Эмилия: Будь она хоть сколько-нибудь похожа на своих подруг, разделить внимание на двух мужчин умела бы без труда. Шутила бы, стреляла глазками, одаривала улыбками, говорила полунамеками – и каждый бы остался доволен общением с ней. Но Эмилии приходилось только завидовать такой легкости в общении. К тому же, обычно ей хотелось выглядеть серьезнее подруг. Публий все же задал вопрос, которого хотелось избежать Эмилии. Не найдясь сразу, как ответить, она только улыбнулась и отсчитала монеты Вистарию – за краски и статуэтку. Возможно, такую улыбку и можно было бы счесть за ту, которой девушки обычно прибавляют себе загадочности. Наконец, подобрав верные слова, она обернулась к Сципиону: - Могу ли я назвать сейчас так свои скромные попытки? – голос прозвучал тихо и смиренно, но когда Эмилия перевела взгляд к Вистарию, он стал громче и выразительнее: - Но научиться… О, я мечтала бы. Надеюсь, когда-нибудь настанет время уверенно ответить на этот вопрос «да». Эмилия неторопливо подошла к расстеленному пергаменту и заглянула с интересом. Перед ней лежала новая и еще незнакомая ей история, наверняка, с великими сражениями и славными героями. - Британия так неприветлива? – спросила девушка, вспоминая рассказы Публия. Ей не хотелось отвлекать мужчин от обсуждения работы, но любопытство брало верх. И Эмилия дала себе обещание: «Еще совсем чуть-чуть – и я уйду».
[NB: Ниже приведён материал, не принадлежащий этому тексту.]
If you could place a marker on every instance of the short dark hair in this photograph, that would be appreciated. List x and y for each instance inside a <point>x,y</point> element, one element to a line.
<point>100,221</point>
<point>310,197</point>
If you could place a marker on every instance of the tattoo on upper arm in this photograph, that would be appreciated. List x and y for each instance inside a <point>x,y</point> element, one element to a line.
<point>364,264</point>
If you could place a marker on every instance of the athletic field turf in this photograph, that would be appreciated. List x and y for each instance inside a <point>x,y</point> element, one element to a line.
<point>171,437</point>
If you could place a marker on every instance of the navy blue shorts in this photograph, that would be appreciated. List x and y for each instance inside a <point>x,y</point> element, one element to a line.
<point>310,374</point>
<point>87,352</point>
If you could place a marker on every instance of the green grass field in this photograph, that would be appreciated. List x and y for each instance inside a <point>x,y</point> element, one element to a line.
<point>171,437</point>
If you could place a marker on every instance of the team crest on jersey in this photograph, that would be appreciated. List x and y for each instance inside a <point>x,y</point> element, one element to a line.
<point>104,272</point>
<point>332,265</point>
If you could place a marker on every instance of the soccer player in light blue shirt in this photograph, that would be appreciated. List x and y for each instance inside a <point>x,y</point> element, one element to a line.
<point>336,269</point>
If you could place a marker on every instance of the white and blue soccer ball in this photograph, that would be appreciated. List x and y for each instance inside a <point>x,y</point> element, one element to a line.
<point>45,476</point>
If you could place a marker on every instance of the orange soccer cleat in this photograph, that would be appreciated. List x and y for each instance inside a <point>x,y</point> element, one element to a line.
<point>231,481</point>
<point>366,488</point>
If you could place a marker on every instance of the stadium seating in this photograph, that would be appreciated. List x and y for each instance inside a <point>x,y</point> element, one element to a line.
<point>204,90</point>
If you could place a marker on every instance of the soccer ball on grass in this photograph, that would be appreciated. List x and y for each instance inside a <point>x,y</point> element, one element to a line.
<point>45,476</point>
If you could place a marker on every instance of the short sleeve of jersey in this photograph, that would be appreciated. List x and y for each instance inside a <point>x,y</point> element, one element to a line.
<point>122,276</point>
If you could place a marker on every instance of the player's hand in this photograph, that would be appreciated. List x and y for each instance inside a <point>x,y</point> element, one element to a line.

Публий Сципион: - Господин? - удивленно переспросил Абат, не думая, что может смутить мастера - вольноотпущенника, насколько он мог помнить. - Прости, Вистарий, но, видимо, я действительно не был здесь слишком долго. В любом случае господского лоска во мне столько же, сколько в Эборакуме изящества. Он погладил пальцами аккуратно вычерченную крепость и провел по потерявшейся в болотах полоске полуречки-полуручья к самому морю, как делал всегда, когда приходилось разглядывать карту в походных палатках. - Краски в твоих руках уже говорят "Да", а желание учиться заставит говорить "Да" и полотна, - он улыбался такой горячности, будто ему самому было уже лет, ударов и впечатлений не меньше, чем Вистарию. - Но хорошо, что ты не делаешь скульптуры. Не в обиду, мастер. Я бы хотел заказать барельеф в атриум. Восемь самосских локтей в длину, пять в ширину. Это границы провинции, Каледония, дальше есть немного серых штрихов, видишь? Здесь еще не ступала нога цивилизованного человека, мы не урбанизировали эти дикие болота - пока. Оставь их плоскими, мелкой рябью. Лондиниум, Веруламиум, Эборакум, Рутупаэ, Камолодунум - обозначь небольшими крепостями, детальными, со стенами и укреплениями. Здесь все есть, просто придай объем. И еще... - он немного смутился, оглянулся на юную Эмилию, рассказывая больше ей. - Вокруг этих крепостей-островов начинается древний лес, Кельд*, он тянется к северу, к серой ряби. Сделай его более выпуклым, чем крепости. Представь себе самое темное, выпуклое и извилистое, тесное, дикое и бесконтрольное, мастер, и попробуй перенести это на барельеф. Сосна, березы, дубы, кусты можжевельника... Мне иногда казалось, что главный враг наш - лес, а не рыжеголовые, лесу не нравятся мощеные дороги и укрепленные крепости, а не бриттам. Бритты склоняются и терпят, когда не выполняют приказы и прихоти мрачного переплетения ветвей. Он внушает уважение. Ты рисуешь людей или природу, Эмилия? Может быть, города? - спросил без перехода. * Каледонский лес получил своё название благодаря римлянам, которые Каледонией именовали Шотландию — северные владения Британии, провинции Римской Империи. Впервые он упоминается в «Естественной истории» Плиния Старшего, написанной около 77 года н. э. Этимология слова «Каледония» не ясна; его сближают с кимрским Celydd — «лесистая ограда» В наше время упоминания еще нет, но сам лес уже есть.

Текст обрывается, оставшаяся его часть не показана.